Attention je ne dis pas que ton identité de genre ne sera jamais respectée par les profs, tu peux toujours leur demander un par un, mais tu ne peux pas demander à l’officialiser, voire, selon la tolérance de ta.on principal.e ou proviseur.e, tu peux risquer la même chose que moi : face au vide législatif, que tu interprètes à ta manière et la direction de l’établissement à la sienne… C’est le plus fort qui gagne, la direction donc.
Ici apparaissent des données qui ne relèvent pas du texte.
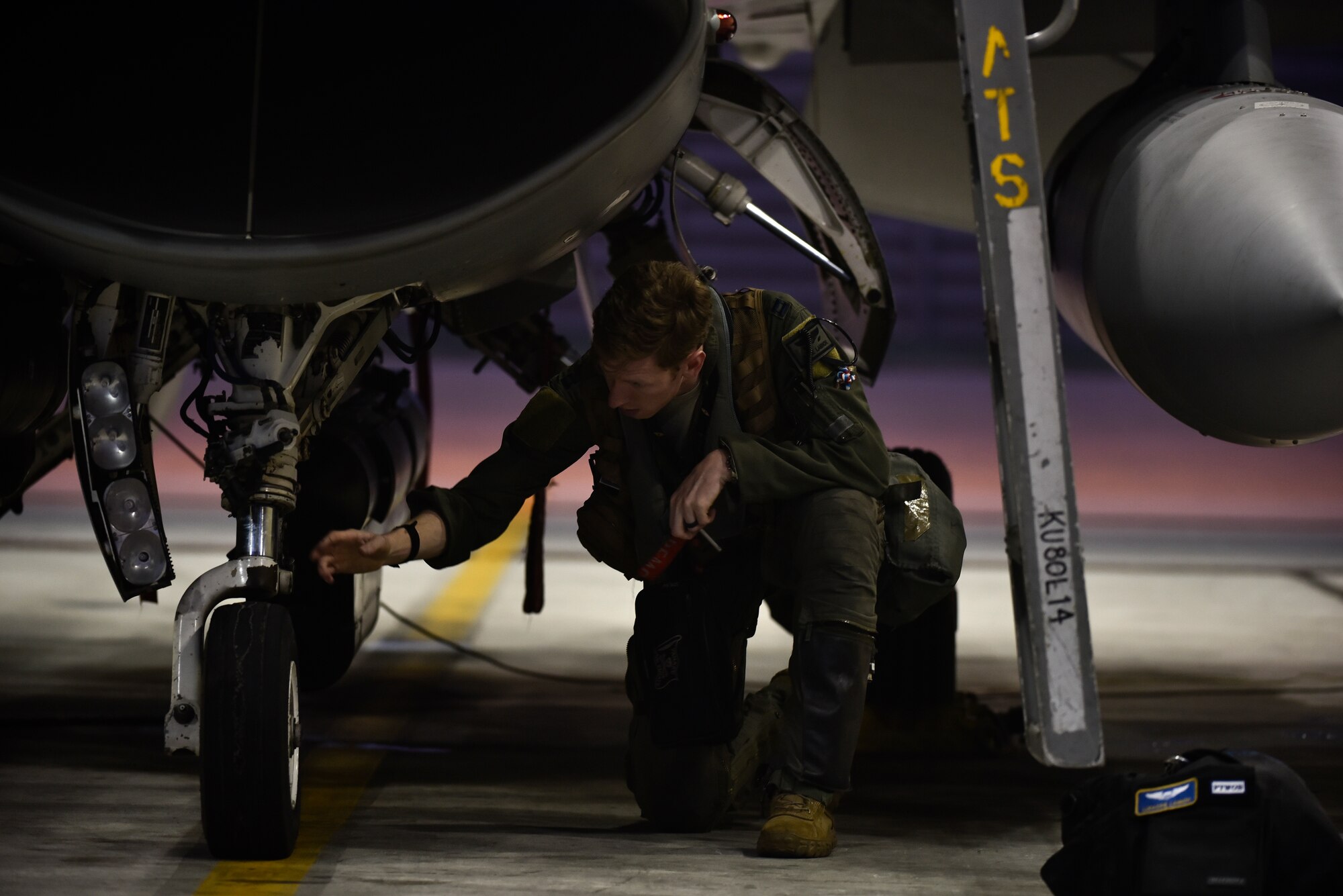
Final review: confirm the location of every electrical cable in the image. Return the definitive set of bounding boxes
[383,303,443,364]
[670,148,700,272]
[177,360,214,440]
[383,601,619,687]
[817,318,858,364]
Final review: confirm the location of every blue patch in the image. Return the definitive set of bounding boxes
[1133,778,1198,815]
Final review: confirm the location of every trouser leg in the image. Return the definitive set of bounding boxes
[626,551,782,830]
[771,488,882,801]
[772,622,876,802]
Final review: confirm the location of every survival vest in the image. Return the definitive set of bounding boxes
[577,290,779,577]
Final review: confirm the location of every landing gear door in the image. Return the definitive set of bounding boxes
[694,59,896,383]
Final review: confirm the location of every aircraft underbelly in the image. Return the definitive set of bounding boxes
[806,47,1151,232]
[0,0,705,305]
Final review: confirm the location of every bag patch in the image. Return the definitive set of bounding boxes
[1133,778,1198,815]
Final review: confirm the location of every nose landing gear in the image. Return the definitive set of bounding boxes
[200,601,299,858]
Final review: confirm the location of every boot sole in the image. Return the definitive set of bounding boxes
[756,833,835,858]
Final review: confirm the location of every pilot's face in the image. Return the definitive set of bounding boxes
[602,348,705,420]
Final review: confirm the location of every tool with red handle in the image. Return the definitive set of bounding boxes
[639,532,723,582]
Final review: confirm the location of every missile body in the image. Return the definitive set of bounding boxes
[1049,85,1343,446]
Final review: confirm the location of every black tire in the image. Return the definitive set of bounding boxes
[200,601,299,860]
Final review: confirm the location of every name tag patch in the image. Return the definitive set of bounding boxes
[1133,778,1198,815]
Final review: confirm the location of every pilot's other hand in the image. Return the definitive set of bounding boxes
[308,528,392,585]
[667,448,732,539]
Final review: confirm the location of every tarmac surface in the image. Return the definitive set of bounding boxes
[0,500,1343,896]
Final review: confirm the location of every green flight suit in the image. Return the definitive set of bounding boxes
[407,293,889,829]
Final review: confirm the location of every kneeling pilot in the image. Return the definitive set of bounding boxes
[313,262,889,857]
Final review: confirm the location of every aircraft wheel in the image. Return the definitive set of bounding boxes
[200,601,301,860]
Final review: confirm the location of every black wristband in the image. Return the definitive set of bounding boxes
[388,519,419,568]
[398,519,419,559]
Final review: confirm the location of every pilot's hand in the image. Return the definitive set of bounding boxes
[667,448,732,539]
[308,528,392,585]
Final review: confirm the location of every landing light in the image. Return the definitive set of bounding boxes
[89,415,136,469]
[102,477,154,532]
[82,361,130,417]
[117,530,168,585]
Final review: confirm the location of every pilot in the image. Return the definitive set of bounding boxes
[313,262,889,857]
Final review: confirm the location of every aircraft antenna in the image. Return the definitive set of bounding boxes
[243,0,266,240]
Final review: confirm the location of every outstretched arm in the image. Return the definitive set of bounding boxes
[309,509,447,585]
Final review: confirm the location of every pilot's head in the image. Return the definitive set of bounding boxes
[592,262,713,420]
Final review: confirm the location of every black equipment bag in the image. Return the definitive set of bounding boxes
[1039,750,1343,896]
[629,575,749,747]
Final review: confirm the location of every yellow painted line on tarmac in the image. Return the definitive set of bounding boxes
[196,507,529,896]
[196,748,383,896]
[412,499,532,641]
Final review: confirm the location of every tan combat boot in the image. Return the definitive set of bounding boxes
[756,793,835,858]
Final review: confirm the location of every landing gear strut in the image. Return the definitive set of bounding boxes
[164,293,410,858]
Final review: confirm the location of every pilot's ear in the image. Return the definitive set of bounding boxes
[682,345,709,377]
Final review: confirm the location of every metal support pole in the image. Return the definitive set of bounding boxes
[956,0,1105,768]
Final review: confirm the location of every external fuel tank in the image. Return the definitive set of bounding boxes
[1049,85,1343,446]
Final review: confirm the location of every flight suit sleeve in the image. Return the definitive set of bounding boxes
[406,361,594,568]
[723,294,889,504]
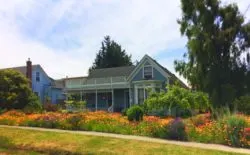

(J’ai personnellement essayé d’exposer tout ça à ma proviseure, sans lui manquer de respect et en argumentant, mais vu qu’aucun de nous 2 n’avait complètement tort sur la question, elle a voulu avoir le dernier mot et elle l’a eu, je ne pouvais pas lutter)
CELA DIT bien garder en tête que ton établissement n’a pas la possibilité de te outer à ta famille sans ton consentement (mais vérifie qu’ils le savent on sait jamais), c’est déjà ça.
Voilà , je me demandais si d’autres personnes avaient eu affaire à une situation similaire (en tant que prof ou élève d’ailleurs), auquel cas n’hésitez pas à partager, c’est problématique quand même ce trou dans la loi… Par ailleurs si vous avez des questions sur mon expérience personnelle je peux y répondre, même si évidemment le traitement des personnes transgenres varie d’un établissement à l’autre (sur ce point en tout cas vu qu’il n’y a pas de réglementation claire)
Euuuh, c’est tout, je sais pas ? Au revoir ?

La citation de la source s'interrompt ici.